The Cedocap director said it must be taken into account that they are dealing here with physically and psychologically destroyed children and addicts with withdrawal symptoms, who cannot be dealt with simply by reductionist schemes.

Behind each ill child there is an ill family and an ill society, said Pereira, and the worst that could happen would be to fall into “privatising the problem.”

Frank, unenthusiastically skimmed over just such a story to IPS. He spoke about his mother: “she was very good, eh, she loved me loads, but we suffered a lot of hunger together, me and my four brothers and sisters, even when I helped her.”

But when she brought a man back to the shack they lived in on a steep hillside in western Caracas, he began to deal out the beatings “for nothing, but mostly when he got drunk,” until Frank stopped going back.

Frank has been living on the streets for more than a year, surviving by begging “because I’m no thief, I’m decent” resorting to an empty drinks can with glue inside as the best form of getting “out of it” he knows.

He had no idea there was a song for children like him by a famous group, and the music awakens the interest of his group of four “colleagues,” although they are not so interested in the lyrics which say “get up glue sniffer…I dedicate this song to you.”

“You walk through the streets of the world/ as though you were a tramp/ running at a thousand per second,” says the Sandy and Papo song, played on many local radio stations.
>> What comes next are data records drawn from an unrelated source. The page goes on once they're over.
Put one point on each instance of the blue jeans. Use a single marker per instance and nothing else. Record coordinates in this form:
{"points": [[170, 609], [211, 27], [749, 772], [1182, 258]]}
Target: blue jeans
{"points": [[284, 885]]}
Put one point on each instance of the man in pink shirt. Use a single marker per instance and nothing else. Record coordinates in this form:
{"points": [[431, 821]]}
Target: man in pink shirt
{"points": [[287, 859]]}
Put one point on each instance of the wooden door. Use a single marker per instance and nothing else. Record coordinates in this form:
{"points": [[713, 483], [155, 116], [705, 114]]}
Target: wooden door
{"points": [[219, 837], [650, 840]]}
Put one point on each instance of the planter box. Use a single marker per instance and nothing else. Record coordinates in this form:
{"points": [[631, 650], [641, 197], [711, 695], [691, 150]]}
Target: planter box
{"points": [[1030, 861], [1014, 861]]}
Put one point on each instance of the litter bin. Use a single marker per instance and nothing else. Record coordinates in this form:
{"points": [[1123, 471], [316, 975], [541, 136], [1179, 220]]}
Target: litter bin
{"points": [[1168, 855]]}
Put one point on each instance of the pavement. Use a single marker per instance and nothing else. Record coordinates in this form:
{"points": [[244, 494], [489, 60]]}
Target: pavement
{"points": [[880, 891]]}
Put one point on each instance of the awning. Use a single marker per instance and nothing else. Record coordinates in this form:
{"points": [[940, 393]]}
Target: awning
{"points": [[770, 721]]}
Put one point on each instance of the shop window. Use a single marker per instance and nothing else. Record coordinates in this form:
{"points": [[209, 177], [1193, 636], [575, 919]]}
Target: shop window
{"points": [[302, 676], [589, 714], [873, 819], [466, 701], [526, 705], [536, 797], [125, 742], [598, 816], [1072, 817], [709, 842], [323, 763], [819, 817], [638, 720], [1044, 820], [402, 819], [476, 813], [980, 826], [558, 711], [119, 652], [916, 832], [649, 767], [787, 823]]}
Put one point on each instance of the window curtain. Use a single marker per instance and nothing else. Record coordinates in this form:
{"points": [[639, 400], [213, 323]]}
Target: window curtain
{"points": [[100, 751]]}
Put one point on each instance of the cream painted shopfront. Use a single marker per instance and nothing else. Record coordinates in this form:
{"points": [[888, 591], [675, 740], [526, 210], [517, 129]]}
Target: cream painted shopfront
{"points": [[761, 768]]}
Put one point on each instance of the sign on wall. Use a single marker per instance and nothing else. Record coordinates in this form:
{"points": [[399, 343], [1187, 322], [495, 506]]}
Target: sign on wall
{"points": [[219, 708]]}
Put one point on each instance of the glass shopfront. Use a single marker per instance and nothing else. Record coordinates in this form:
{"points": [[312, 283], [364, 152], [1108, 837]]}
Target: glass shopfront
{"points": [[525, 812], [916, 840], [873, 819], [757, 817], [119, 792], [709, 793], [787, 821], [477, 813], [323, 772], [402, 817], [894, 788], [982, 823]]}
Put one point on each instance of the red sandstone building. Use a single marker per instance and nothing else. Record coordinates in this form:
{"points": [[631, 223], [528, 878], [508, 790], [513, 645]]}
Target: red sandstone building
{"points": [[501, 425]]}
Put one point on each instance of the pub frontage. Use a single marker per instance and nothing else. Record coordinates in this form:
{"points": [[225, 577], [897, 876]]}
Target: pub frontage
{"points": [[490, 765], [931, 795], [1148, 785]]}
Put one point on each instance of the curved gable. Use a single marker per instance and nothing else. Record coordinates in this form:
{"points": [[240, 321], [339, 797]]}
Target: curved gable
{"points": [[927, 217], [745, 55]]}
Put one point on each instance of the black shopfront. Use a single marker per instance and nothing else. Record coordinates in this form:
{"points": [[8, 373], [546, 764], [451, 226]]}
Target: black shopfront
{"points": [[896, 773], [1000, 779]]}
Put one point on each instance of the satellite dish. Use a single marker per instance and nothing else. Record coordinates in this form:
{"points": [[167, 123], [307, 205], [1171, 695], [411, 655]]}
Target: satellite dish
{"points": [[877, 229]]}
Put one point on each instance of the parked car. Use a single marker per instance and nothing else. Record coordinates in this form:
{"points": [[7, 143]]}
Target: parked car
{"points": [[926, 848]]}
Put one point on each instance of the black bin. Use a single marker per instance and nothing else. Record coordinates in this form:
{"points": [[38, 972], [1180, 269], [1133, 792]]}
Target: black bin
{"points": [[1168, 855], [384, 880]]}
“Life, the world, the city, the neighbourhood/ the people who live there and what goes on inside/ death, robberies and without details/ the forces of evil ruling the street,” says another part of the Dominican technomerengue, before calling on “the people of Venezuela to reach out their hands, give them love and happiness.”

“Children who don’t know what food is/ who spend the day looking for glue/ who have no work and don’t go to school,” sing Sandy and Papo, concluding there are “glue sniffing children in dead end streets/ looking for a way to live on the street/ and sniffing glue to survive/ in their world/ their world of fantasy.”